"What! Nervous?" laughed Saltash.

"I have a wife to think of," was Jake's unmoved reply.

"Oh, to be sure!" A hint of mockery ran through the words. "What an artful fox you were to go and get married on the sly like that! If I'd known, I'd have come to the wedding."

"It wasn't much of an affair," said Jake. "And it had to take place at short notice, or I should have told you about it."

"Perhaps it wouldn't have taken place at all if you had," laughed Lord Saltash. "You know the legend of Young Lochinvar. And--" his dark face screwed up into a comic grimace--"I presume you know my reputation."

"Almost as well as I know you, my lord," said Jake drily.
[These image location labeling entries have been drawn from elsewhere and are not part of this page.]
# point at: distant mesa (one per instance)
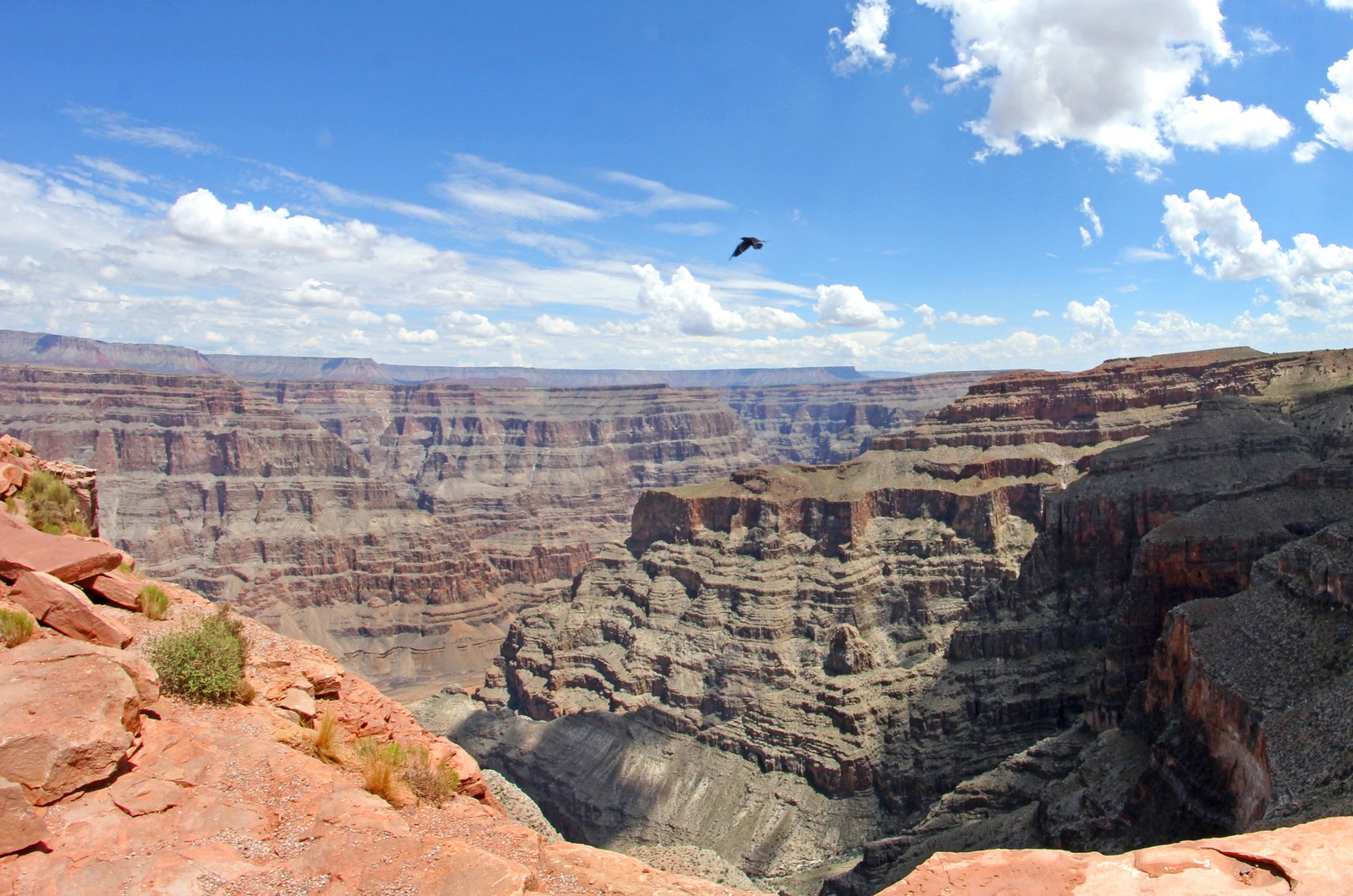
(47, 349)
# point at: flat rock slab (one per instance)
(68, 723)
(67, 609)
(142, 675)
(26, 549)
(1309, 857)
(117, 587)
(140, 795)
(22, 828)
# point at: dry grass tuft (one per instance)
(430, 783)
(153, 601)
(381, 767)
(15, 627)
(325, 740)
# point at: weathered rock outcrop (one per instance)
(1007, 567)
(403, 527)
(1306, 858)
(106, 785)
(227, 493)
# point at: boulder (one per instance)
(142, 675)
(68, 720)
(299, 702)
(117, 587)
(67, 609)
(13, 478)
(26, 549)
(22, 828)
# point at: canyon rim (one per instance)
(812, 631)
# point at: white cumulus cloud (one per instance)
(1113, 74)
(687, 306)
(863, 46)
(1334, 112)
(842, 305)
(1095, 319)
(551, 325)
(416, 337)
(1224, 243)
(1096, 225)
(202, 218)
(972, 320)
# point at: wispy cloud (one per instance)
(119, 126)
(660, 196)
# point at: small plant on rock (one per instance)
(203, 662)
(324, 740)
(430, 783)
(15, 627)
(381, 767)
(51, 505)
(153, 601)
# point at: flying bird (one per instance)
(748, 243)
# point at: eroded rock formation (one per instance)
(1005, 566)
(401, 527)
(108, 785)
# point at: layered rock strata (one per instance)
(108, 785)
(1307, 858)
(403, 527)
(895, 626)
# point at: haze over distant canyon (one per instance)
(808, 624)
(401, 524)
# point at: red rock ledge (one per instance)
(107, 787)
(1310, 858)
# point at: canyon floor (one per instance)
(804, 636)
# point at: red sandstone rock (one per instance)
(1309, 858)
(213, 799)
(22, 828)
(117, 587)
(67, 609)
(68, 722)
(13, 478)
(26, 549)
(142, 675)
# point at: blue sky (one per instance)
(939, 183)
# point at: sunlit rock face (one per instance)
(399, 526)
(1005, 570)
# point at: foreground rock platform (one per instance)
(1310, 858)
(107, 785)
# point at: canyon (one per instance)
(403, 524)
(1087, 610)
(98, 760)
(811, 634)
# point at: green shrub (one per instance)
(153, 601)
(381, 767)
(15, 627)
(203, 662)
(430, 783)
(52, 506)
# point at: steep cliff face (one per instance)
(229, 494)
(403, 527)
(897, 624)
(112, 784)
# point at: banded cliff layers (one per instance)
(401, 526)
(897, 653)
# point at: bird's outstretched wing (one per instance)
(748, 243)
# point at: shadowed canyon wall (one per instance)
(403, 527)
(954, 639)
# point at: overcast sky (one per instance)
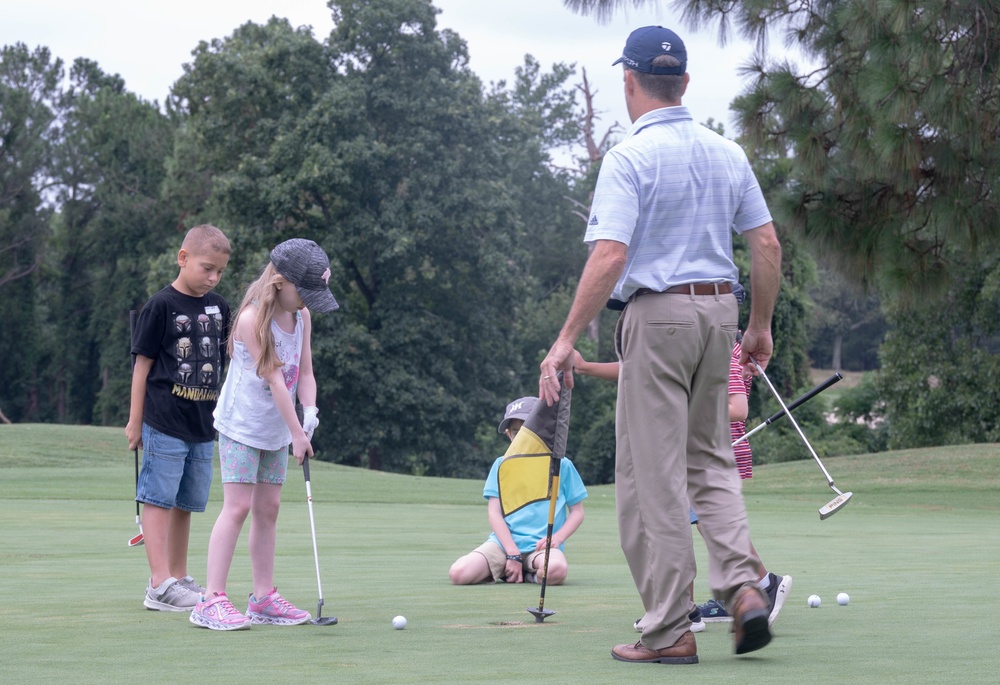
(147, 41)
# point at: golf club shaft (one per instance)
(312, 526)
(795, 423)
(800, 400)
(555, 462)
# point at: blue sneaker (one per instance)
(714, 611)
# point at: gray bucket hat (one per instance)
(307, 267)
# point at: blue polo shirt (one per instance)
(674, 191)
(530, 523)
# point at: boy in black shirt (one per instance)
(178, 343)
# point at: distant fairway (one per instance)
(917, 549)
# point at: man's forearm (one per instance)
(603, 268)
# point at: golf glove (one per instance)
(309, 420)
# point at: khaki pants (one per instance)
(673, 451)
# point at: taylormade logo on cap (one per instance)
(304, 264)
(646, 44)
(518, 409)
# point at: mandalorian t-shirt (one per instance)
(186, 337)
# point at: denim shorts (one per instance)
(175, 473)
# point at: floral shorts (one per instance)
(244, 464)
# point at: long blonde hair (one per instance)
(262, 297)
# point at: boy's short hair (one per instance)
(204, 239)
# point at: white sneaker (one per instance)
(192, 585)
(170, 596)
(777, 593)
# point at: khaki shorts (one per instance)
(496, 557)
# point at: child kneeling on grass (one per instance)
(515, 550)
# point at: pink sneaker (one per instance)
(276, 610)
(218, 613)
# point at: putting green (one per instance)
(916, 549)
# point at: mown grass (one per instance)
(916, 549)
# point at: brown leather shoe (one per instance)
(750, 610)
(684, 651)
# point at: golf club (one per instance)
(320, 620)
(138, 539)
(804, 398)
(842, 498)
(555, 461)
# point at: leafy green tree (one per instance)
(381, 146)
(847, 327)
(111, 220)
(939, 381)
(29, 94)
(891, 132)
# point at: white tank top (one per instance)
(246, 411)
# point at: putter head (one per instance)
(834, 505)
(321, 620)
(540, 614)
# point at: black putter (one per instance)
(555, 459)
(320, 619)
(138, 539)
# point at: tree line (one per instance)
(454, 237)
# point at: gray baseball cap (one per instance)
(518, 409)
(307, 267)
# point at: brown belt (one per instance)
(690, 289)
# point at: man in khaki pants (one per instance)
(667, 200)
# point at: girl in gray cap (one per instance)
(271, 365)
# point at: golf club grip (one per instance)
(805, 398)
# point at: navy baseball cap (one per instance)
(646, 44)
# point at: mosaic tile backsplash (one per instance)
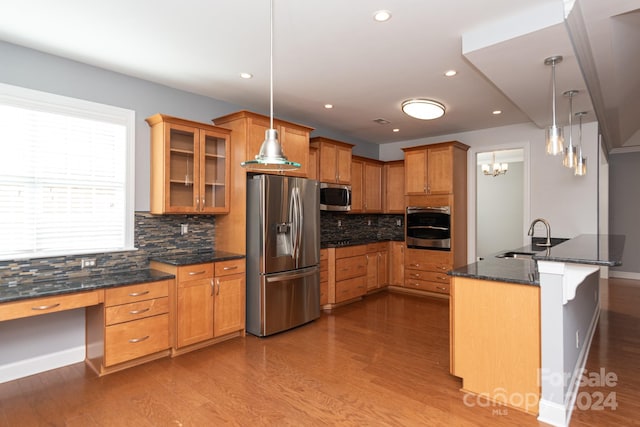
(156, 234)
(153, 234)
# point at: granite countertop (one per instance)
(593, 249)
(179, 258)
(354, 242)
(61, 286)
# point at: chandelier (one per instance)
(495, 169)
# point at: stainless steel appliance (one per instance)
(335, 197)
(283, 253)
(429, 227)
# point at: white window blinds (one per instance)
(65, 176)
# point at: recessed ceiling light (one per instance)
(423, 109)
(382, 16)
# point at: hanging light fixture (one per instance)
(555, 140)
(569, 159)
(423, 109)
(495, 168)
(581, 161)
(270, 157)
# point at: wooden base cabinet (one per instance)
(208, 301)
(426, 270)
(131, 327)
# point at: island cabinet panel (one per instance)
(334, 160)
(189, 167)
(131, 327)
(495, 340)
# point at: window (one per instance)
(66, 175)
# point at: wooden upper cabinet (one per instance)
(293, 138)
(189, 166)
(366, 185)
(393, 187)
(334, 160)
(435, 169)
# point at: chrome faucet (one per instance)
(546, 224)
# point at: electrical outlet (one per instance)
(87, 262)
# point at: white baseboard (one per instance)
(624, 274)
(35, 365)
(559, 415)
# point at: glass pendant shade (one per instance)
(270, 157)
(555, 140)
(554, 136)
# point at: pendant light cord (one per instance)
(271, 65)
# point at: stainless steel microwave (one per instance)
(335, 197)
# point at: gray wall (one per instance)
(500, 204)
(624, 206)
(36, 70)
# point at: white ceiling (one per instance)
(332, 51)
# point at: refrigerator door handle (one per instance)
(282, 278)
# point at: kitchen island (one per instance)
(521, 328)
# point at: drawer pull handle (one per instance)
(138, 294)
(45, 307)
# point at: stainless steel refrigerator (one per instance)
(283, 253)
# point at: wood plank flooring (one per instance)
(380, 362)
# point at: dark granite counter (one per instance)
(354, 242)
(52, 287)
(593, 249)
(188, 258)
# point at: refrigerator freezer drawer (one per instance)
(287, 300)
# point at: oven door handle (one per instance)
(430, 227)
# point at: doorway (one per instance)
(502, 199)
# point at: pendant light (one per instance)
(555, 140)
(569, 159)
(581, 161)
(270, 157)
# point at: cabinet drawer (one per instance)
(130, 340)
(195, 272)
(36, 306)
(234, 266)
(136, 310)
(351, 288)
(347, 268)
(351, 251)
(423, 285)
(134, 293)
(431, 276)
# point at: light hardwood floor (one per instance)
(382, 361)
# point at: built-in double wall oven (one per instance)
(429, 227)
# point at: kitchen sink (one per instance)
(515, 255)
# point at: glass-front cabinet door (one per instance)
(214, 172)
(183, 169)
(189, 166)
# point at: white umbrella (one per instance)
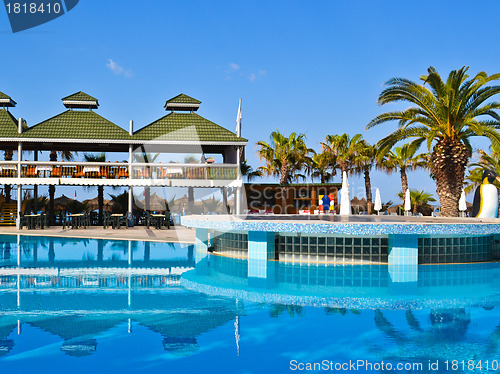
(462, 204)
(345, 202)
(407, 201)
(378, 201)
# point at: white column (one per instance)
(239, 178)
(130, 188)
(19, 159)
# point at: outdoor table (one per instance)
(76, 220)
(116, 220)
(44, 170)
(32, 219)
(91, 170)
(159, 220)
(8, 170)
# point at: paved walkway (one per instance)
(176, 234)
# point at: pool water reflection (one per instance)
(81, 311)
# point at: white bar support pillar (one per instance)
(130, 188)
(403, 258)
(237, 205)
(19, 160)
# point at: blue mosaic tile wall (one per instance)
(444, 250)
(232, 243)
(334, 249)
(336, 276)
(350, 250)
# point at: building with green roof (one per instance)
(80, 129)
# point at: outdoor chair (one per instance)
(106, 220)
(24, 221)
(31, 172)
(150, 220)
(121, 221)
(123, 173)
(79, 172)
(103, 172)
(42, 221)
(55, 172)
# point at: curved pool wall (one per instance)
(400, 242)
(348, 286)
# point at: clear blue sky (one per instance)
(313, 67)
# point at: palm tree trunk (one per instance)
(8, 188)
(404, 179)
(100, 202)
(448, 160)
(147, 198)
(368, 189)
(52, 191)
(283, 183)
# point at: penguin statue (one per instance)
(486, 197)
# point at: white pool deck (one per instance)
(177, 234)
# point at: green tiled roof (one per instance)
(186, 127)
(8, 124)
(6, 100)
(75, 124)
(183, 99)
(79, 96)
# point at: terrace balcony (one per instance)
(117, 174)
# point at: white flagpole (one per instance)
(238, 161)
(238, 121)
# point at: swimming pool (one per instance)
(85, 305)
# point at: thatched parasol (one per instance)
(156, 203)
(93, 204)
(61, 203)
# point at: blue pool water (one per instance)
(84, 305)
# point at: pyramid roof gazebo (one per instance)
(6, 101)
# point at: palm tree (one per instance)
(342, 148)
(404, 159)
(486, 162)
(285, 157)
(65, 155)
(418, 199)
(147, 158)
(445, 116)
(8, 156)
(363, 161)
(100, 189)
(322, 166)
(248, 171)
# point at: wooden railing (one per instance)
(117, 170)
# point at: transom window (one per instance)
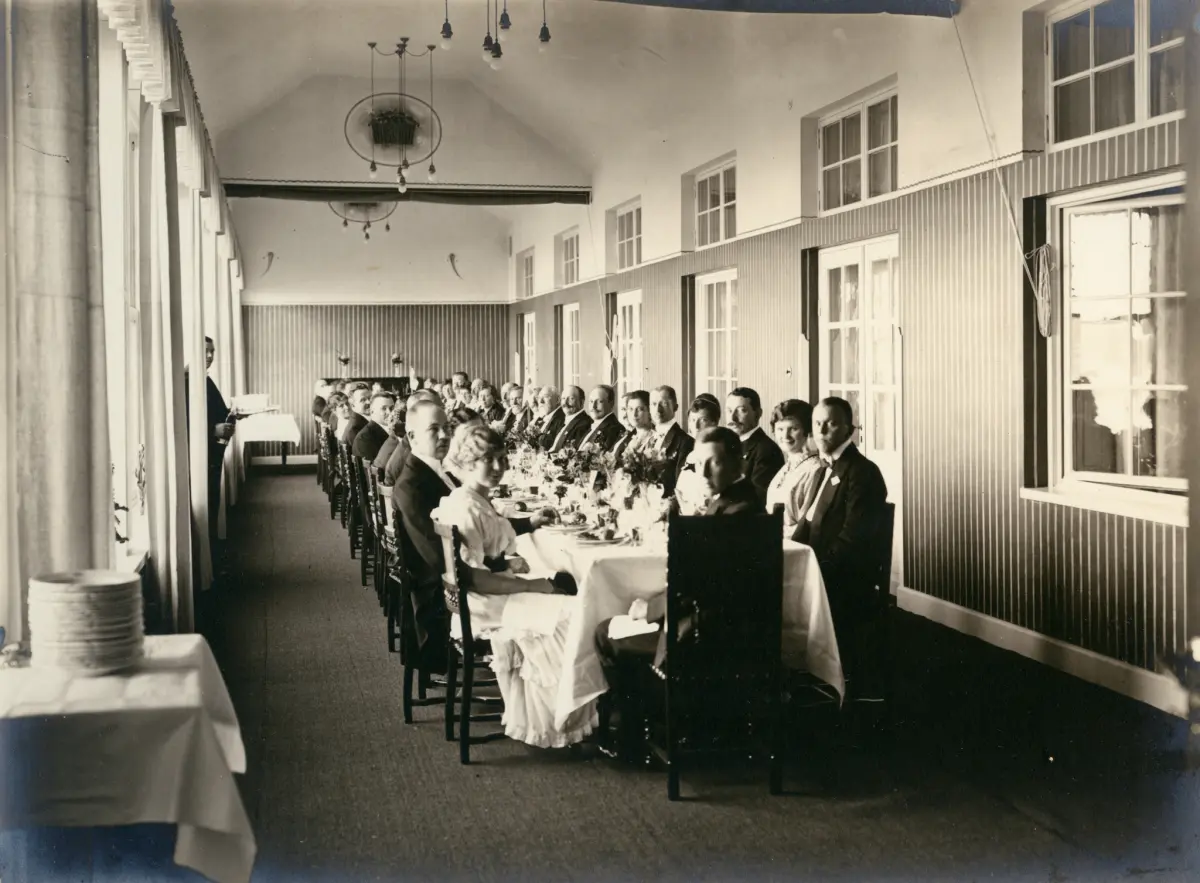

Saltash sent him a sharp glance through the gathering twilight. He was driving swiftly but well. "Nobody ever really knows anybody in this world of noughts and crosses," he observed lightly after a moment. "It's a queer place, Bolton. And it isn't always the fellows that gather the fruit that enjoy the eating thereof. Ever reflected on that truism?"

"I reckon it couldn't apply to me in any case," drawled Jake, turning up his collar and settling into it with square deliberation.

"Because you're one of the favoured few?" questioned Saltash.

There was an unmistakably jeering note in his voice this time. A faint smile came into Jake's face. His eyes stared straight before him.